Small Cells Progress Report – Challenges and Opportunities.

By | June 6, 2014

Small cells I have just released a new research report on the progress of small cell deployments in collaboration with ExelixistNet:  “Small Cell Ecosystem: Challenges and Opportunities.” The report examines mobile operators’ plans and deployment strategies of small cells and backhaul solutions along with vendor and technology preferences. The research is based on experience gathered by operators from market trials of small cells and wireless backhaul solutions conducted to evaluate the ecosystem deployment readiness and impact of small cell roll-out on operator financials and network performance.
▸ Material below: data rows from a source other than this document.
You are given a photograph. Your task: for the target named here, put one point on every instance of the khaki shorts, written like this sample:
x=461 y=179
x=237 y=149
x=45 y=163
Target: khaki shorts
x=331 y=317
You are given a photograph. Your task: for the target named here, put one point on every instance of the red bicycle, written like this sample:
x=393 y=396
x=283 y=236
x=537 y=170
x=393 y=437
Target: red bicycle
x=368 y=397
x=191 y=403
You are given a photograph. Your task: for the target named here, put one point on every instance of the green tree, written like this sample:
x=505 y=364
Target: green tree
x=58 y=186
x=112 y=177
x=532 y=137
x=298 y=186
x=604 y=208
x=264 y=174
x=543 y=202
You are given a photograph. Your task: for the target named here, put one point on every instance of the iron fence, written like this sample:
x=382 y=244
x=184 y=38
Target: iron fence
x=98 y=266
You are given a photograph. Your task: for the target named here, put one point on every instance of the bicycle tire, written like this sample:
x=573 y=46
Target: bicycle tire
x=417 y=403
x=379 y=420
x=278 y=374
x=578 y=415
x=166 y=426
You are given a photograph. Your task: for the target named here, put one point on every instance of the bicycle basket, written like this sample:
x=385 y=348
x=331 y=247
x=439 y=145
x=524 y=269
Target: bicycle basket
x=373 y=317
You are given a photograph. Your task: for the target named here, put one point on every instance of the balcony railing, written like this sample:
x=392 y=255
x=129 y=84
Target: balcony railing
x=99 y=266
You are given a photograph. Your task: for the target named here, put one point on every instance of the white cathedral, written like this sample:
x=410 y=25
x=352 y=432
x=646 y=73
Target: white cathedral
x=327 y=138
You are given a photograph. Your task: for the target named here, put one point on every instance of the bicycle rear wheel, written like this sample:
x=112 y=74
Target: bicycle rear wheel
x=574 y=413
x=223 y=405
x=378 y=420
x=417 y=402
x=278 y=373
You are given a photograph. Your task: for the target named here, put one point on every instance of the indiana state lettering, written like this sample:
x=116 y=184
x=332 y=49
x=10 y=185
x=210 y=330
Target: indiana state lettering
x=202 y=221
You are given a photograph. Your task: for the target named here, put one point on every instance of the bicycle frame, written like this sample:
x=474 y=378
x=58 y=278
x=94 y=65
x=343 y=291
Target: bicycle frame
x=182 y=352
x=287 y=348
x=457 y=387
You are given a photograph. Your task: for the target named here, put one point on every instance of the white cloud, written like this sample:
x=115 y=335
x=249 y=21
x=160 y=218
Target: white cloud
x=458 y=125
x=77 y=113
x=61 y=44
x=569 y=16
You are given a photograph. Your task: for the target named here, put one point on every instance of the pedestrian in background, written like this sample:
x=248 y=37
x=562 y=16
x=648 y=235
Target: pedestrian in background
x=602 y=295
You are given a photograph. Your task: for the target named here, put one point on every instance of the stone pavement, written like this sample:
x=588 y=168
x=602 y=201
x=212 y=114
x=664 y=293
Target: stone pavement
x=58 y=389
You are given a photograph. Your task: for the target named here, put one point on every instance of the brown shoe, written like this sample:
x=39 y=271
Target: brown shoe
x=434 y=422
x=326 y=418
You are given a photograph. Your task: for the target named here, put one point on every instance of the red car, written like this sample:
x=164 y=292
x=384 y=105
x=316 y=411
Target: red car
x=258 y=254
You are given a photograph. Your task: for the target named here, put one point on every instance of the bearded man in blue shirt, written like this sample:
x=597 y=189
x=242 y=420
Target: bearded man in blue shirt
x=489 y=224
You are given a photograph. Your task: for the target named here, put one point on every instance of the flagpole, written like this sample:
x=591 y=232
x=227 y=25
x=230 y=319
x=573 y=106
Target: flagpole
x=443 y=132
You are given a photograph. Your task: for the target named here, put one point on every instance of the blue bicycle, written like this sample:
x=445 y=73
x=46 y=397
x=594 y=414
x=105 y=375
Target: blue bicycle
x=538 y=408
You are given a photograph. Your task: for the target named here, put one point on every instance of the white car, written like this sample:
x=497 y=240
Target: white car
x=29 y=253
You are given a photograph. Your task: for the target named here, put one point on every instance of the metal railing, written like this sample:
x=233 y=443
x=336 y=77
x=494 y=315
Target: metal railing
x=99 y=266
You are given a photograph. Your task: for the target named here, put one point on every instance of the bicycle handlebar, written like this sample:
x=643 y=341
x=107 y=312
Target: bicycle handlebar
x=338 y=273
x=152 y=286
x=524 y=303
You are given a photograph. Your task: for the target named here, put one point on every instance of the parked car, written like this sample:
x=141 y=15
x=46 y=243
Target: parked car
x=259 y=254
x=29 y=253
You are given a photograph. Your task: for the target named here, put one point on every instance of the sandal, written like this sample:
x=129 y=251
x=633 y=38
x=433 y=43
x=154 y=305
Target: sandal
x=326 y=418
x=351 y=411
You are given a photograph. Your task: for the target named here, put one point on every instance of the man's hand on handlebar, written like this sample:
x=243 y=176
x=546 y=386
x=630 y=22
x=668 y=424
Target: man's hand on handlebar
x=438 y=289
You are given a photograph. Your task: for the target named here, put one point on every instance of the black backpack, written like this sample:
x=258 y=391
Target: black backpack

In the past three years in particular, market forecasts of outdoor small cells have been high – just look at the many press releases and news bits released from analysts covering this space. Yet, to date, only a fraction of the forecasted numbers has materialized. The common  questions now are: what is the hold up? and, when small cells will be deployed? This is expected given the large investment that went into this market with very little results to date. OEMs and investors alike are getting nervous.

The fundamental problem is that forecasts often fall short of considering all the important factors that impact deployment. This is compounded by errors in applying the right weight to the factors that are included. There are several reasons which include complex technology tradeoffs, limited knowledge of operator evaluation and deployment processes, and lack of visibility on true vendor product roadmap and availability, and strategic and financial implications that operators face. In our report, we take a discerning look at small cells from multiple angles to identify the challenges that have forestalled deployments and the opportunities available to the wireless ecosystem to capitalize on critical gaps that must be addressed in order to realize scalable small cell deployments. Some highlights:

  • Over 50% of the surveyed operators say they expressed the need to start deploying outdoor small cells in 2014 while our analysis of readiness points to longer timeline.
  • Fiber remains the operator’s first choice for backhaul. However, operators are actively investigating alternative solutions where the cost/performance equation is better optimized for small cell deployments.
  • Traditional wireless backhaul vendors are dominating the high-frequency space while new entrants are protagonists in the low-frequencies.
  • Operators are overwhelmingly asking for multimode LTE, 3G, and Wi-Fi outdoor small cells. This puts tremendous pressure on the backhaul network capacity requirements that certain technologies would fall short of meeting.

The report runs for over 50 pages and answers fundamental questions to small cell deployments such as:

  • Are the operators ready for small cell deployments which require radical change of current operational processes?
  • How close are we to realizing large scale small cell deployments?
  • What operators see as their primary small cell backhaul technology and how they rank the different solutions?
  • Which vendors are operators considering for each type of backhaul technology?
  • Will operators deploy small cells in the same spectrum used for macro cells, or in a separate dedicated spectrum band?
  • What are the key issues that are holding up small cell deployments and what are the potential avenues available to resolving these challenges and jump start the small cell market?